Marked for Mercy by Alton Gansky.  (HC/LP)  (Ridgeline series #1)  (1998)  If you like mysteries and also inspirationally themed books, then you may enjoy this book written by a retired Baptist minister who is also a prolific writer of Christian Fiction and non-fiction.  Gates McClure is a general practice doctor in her small hometown of Ridgeline, CA.  She, there, meets again, after ten years, one of her study partners (and secret admirer) from Medical School, Doctor Norman Meade.  The circumstances, however, are NOT so neutral, however.  Meade has become a celebrity--much to his dismay--because he assists terminally ill patient with their own suicide.  Gates is completely against his entire program, ethically and religiously, though she is drawn to him as a friend in need and a potential mate.
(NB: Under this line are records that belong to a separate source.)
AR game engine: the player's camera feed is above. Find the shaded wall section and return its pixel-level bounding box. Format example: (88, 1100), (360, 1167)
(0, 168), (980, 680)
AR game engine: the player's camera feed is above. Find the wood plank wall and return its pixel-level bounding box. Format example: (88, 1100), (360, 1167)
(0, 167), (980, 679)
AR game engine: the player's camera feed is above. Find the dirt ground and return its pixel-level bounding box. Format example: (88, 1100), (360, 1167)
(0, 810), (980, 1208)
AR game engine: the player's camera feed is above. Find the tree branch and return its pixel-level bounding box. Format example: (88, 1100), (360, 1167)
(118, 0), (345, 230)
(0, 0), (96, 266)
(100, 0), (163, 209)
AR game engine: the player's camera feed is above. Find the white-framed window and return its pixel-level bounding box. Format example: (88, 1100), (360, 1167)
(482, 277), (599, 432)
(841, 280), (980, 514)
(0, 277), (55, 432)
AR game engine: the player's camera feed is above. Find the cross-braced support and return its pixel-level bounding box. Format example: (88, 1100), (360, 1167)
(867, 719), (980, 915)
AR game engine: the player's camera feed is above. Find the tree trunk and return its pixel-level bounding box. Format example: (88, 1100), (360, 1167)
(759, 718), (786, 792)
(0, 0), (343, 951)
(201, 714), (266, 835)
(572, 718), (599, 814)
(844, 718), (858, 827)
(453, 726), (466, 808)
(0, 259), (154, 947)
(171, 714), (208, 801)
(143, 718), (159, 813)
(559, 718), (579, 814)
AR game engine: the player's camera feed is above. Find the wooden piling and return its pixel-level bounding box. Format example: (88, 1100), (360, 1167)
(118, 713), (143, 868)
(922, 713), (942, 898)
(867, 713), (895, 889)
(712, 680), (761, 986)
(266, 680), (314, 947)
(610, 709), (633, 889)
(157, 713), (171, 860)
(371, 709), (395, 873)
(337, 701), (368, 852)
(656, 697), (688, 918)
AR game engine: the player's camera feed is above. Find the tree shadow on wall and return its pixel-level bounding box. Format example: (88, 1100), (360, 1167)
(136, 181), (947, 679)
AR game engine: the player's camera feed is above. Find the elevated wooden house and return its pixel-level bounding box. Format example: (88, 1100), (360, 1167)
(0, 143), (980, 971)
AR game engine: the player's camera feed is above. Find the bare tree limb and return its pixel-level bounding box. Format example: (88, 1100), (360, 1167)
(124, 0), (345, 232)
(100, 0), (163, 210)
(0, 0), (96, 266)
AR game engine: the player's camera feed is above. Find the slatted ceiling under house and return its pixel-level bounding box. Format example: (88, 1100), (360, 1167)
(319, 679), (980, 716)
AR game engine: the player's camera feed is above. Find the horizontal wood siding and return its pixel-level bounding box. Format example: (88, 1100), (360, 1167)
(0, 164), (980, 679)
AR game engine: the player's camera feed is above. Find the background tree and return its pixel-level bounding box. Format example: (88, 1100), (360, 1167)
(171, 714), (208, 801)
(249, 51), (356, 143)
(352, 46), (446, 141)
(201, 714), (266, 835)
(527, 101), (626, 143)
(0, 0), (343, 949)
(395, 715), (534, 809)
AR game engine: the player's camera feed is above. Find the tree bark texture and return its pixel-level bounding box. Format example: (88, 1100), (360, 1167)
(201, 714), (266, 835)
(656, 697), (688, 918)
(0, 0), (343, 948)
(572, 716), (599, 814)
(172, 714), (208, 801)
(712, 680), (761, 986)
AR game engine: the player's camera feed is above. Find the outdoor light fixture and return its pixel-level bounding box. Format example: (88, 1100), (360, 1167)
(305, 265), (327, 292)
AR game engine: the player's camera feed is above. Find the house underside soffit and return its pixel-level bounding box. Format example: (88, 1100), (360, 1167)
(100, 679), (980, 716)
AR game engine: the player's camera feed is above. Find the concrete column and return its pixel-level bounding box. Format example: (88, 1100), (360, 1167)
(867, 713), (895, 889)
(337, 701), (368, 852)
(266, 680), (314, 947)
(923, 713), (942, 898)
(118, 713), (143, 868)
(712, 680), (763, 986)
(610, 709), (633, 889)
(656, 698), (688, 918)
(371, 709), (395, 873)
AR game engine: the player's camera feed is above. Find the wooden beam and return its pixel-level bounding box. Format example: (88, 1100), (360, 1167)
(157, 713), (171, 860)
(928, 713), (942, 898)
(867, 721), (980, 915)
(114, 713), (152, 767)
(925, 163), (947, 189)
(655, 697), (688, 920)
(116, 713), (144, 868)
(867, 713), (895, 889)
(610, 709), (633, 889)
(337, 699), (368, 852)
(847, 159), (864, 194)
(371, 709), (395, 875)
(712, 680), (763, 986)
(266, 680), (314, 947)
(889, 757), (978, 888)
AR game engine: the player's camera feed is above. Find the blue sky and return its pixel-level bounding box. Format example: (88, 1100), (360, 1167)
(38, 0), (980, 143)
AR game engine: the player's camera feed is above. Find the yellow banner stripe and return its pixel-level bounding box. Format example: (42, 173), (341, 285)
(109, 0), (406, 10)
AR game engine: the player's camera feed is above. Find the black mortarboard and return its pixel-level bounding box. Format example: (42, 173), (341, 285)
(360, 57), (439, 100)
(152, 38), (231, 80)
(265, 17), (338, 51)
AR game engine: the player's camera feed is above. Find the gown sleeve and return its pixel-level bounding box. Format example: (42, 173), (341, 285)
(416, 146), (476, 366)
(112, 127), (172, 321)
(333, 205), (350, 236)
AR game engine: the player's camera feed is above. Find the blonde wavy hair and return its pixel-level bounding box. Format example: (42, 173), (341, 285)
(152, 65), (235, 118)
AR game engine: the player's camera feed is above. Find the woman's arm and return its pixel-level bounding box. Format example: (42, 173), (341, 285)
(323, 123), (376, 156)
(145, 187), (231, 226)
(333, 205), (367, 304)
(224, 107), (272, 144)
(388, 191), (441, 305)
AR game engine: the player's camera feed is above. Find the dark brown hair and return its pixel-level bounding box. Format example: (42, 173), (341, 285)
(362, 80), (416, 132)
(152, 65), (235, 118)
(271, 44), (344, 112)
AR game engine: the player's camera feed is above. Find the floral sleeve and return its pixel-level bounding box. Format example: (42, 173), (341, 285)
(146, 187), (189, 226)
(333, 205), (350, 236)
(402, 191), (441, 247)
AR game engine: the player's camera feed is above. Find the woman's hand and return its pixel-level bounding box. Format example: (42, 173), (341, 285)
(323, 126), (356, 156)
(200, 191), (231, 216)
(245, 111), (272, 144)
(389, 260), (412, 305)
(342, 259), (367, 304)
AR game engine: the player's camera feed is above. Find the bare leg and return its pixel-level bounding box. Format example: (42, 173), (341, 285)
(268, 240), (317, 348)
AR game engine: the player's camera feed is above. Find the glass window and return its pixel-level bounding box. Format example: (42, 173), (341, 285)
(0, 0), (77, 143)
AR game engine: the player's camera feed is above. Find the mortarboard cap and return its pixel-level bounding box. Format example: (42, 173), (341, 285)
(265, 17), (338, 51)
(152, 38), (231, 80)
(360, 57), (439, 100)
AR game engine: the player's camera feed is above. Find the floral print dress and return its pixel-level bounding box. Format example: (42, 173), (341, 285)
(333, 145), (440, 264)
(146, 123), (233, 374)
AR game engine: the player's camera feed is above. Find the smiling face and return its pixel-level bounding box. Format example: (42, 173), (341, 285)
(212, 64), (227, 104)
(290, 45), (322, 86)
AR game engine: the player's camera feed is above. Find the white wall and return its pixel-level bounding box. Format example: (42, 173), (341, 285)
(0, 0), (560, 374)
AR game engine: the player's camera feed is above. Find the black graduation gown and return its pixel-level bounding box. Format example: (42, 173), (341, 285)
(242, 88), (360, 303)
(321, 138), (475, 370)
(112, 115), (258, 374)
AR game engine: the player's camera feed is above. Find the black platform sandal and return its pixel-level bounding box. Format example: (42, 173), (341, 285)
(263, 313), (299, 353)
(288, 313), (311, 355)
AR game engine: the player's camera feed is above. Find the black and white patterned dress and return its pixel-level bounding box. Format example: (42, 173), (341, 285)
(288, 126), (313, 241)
When information is published concerning Gate's past and her connection with Meade, bad things begin to happen to her.  Patients begin to cancel appointments, but that is nothing compared to what is coming.  The dialogue includes an in-depth discussion between Gates and her pastor and Gates and Doctor Meade on the positive versus negative sides of physician-assisted suicide.  An interesting read on many levels that I would recommend.  (This book is shelved with large print inspirational in the main room.)

 

Dakota by Martha Grimes.  (HC/RP)  (Andi Oliver series #2)  (2008)  (I picked out this book because I have read several of Martha Grimes' Richard Jury series.  When I found it was not that series, but took place in North Dakota, I thought I would try it.)  Martha Grimes is famous for her Richard Jury series of which there are now twenty-three.  Andi Oliver is her third series, but I had no knowledge of it until someone nicely donated this book.  Andi Oliver is a young woman of twenty with no past--at least not one she remembers.  Evidently in the first book of the series she suffered some traumatic event that left her with shards of memories and--now--knowledge--fitfully--of the last two years.  She makes up her past as it is needed, but mostly she is a vagabond who is on her way to somewhere, but is taking the back roads of America to get there.  Meanwhile, she likes to save animals that are being mistreated.  People who meet her love her and there is a wide variety of people in this book who do--including an author of western novels, a worker at the local industrial pig factory and the local sheriff.  There are quite a few who don't her as well--those that thought she was a threat to their livihood or manhood and those whose animal handling practices she was out to change.  I often read large segements of books to Howie while in the car.  This  one was a bit "out there" for his taste, though that didn't keep him from wanting to be informed of what was happening along the way!  I thoroughly enjoyed Andi's "take no prisoners" attitude.  By the end of the book--or even before the end--I wanted to go out there and keep those factory pig farms out of North Dakota!  If you read it, I think you will as well.  It is also neat because it all takes place in ND--just west of Bismarck.